(Siyasal İslamcıların Kafasına Girinceye Kadar Yazmaya Devam Edeceğiz.)

Orta Doğu'da yaşadığımız manzaralar karşısında Türk Milletinin, Osmanlı'dan başlayarak 200 yıllık "mûasır medeniyet" tercihinin ne kadar doğru bir tercih olduğunu bir daha anlıyoruz.

Türk Milleti olarak bu tarihi tercihimiz doğrultusunda; İslam dünyasının yaşadığı ve bizi de içine çekmeye uğraştıkları bu kanlı boğazlaşmanın önüne geçebilmek ve bu ülkeler adına da rol modeli olmak için, insan sevgisi ve insan haklarına dayalı, hukukun üstünlüğü ve demokrasiyi esas alan; devletin yapılanmasını ümmet, cemaat, tarikat ve mezheplerden bağımsız bir şekilde inşâ eden ve adâletli bir toplumsal düzeni kurmak zorundayız.
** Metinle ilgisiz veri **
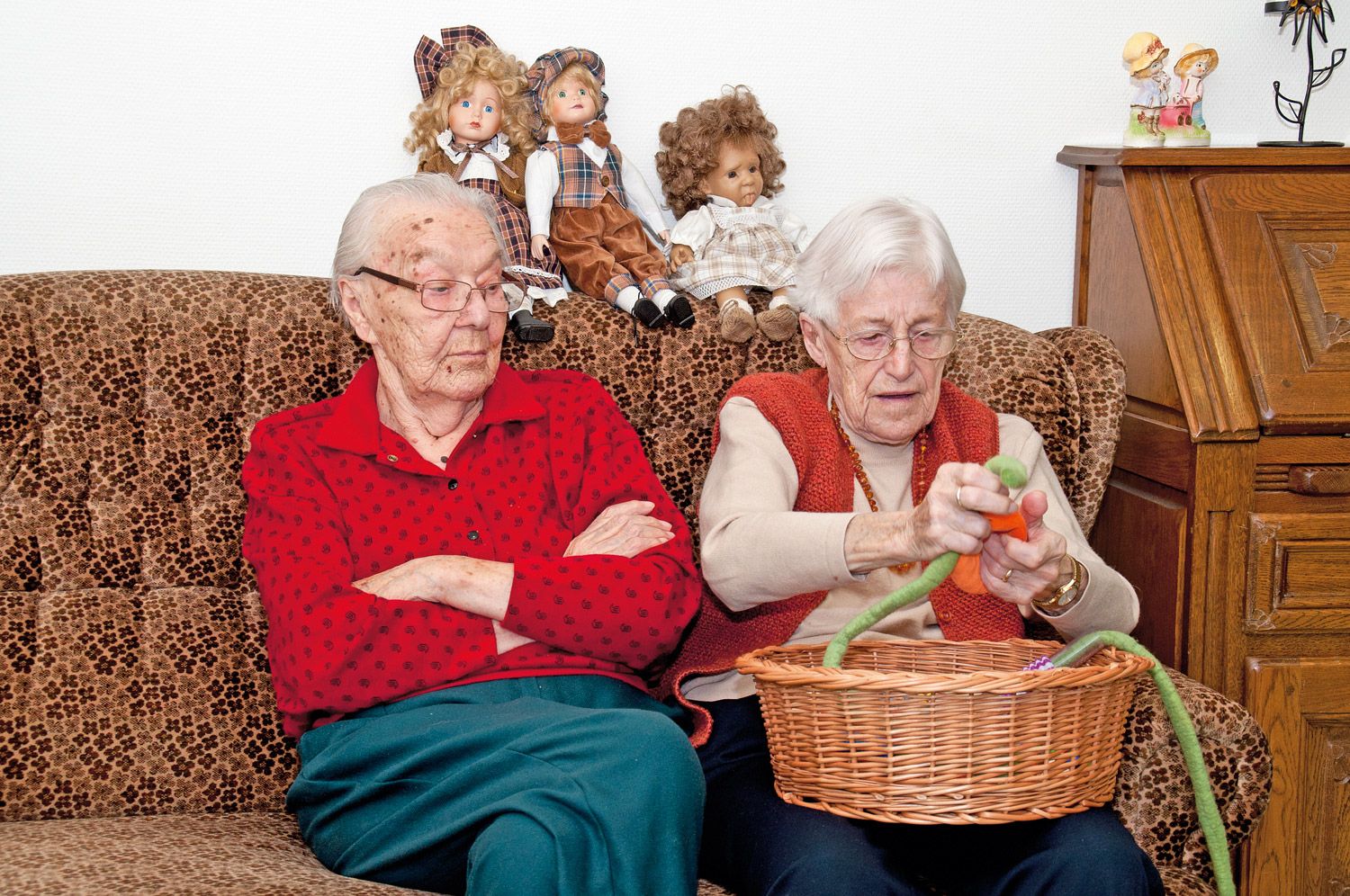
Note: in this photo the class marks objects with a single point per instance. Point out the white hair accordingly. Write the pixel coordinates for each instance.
(866, 239)
(362, 231)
Ata yurdumuz ve Anadolu coğrafyasında elde ettiğimiz zengin tarihi tecrübemize baktığımızda, Türk ve İslam dünyasını bu kaos ve kanlı hesaplaşmalardan kurtarma misyonunu da yine Türk Milleti yerine getirmek zorundadır. Bu anlamda Türkiye Cumhuriyeti de, bu misyona uygun bir politika takip ederek, rol modeli olma iddiasını ortaya koymalıdır.

Türk Milliyetçileri olarak hepimize fert fert düşen vazife; günlük siyasetin karanlık labirentlerindeki entrikalara düşmeden, bir birimize sarılarak; derinlikli ve nitelikli çalışmalar yaparak, millet olma şuurunu kuvvetlendirmek ve evrensel hukukun bütün müesseselerini, milli kültürümüzle sentezleyerek ve bu birikimi ortak mirasımız kabul ederek, ülkemiz ve bölgemiz için yeni medeniyetimizin tohumlarını atmaktır.

Güne, gündeme ve kifayetsiz muhterislerin yaptığı gibi koltuk kavgalarının ucuzluğuna saplanıp kalmadığımız takdirde, insanımızın mutluluğunu hedef alan gayretlerimiz ölçüsünde yeni medeniyet anlayışının da ancak ve ancak bu topraklarda hayat bulacağına kalben inanıyoruz.

Selam ve sevgilerimle...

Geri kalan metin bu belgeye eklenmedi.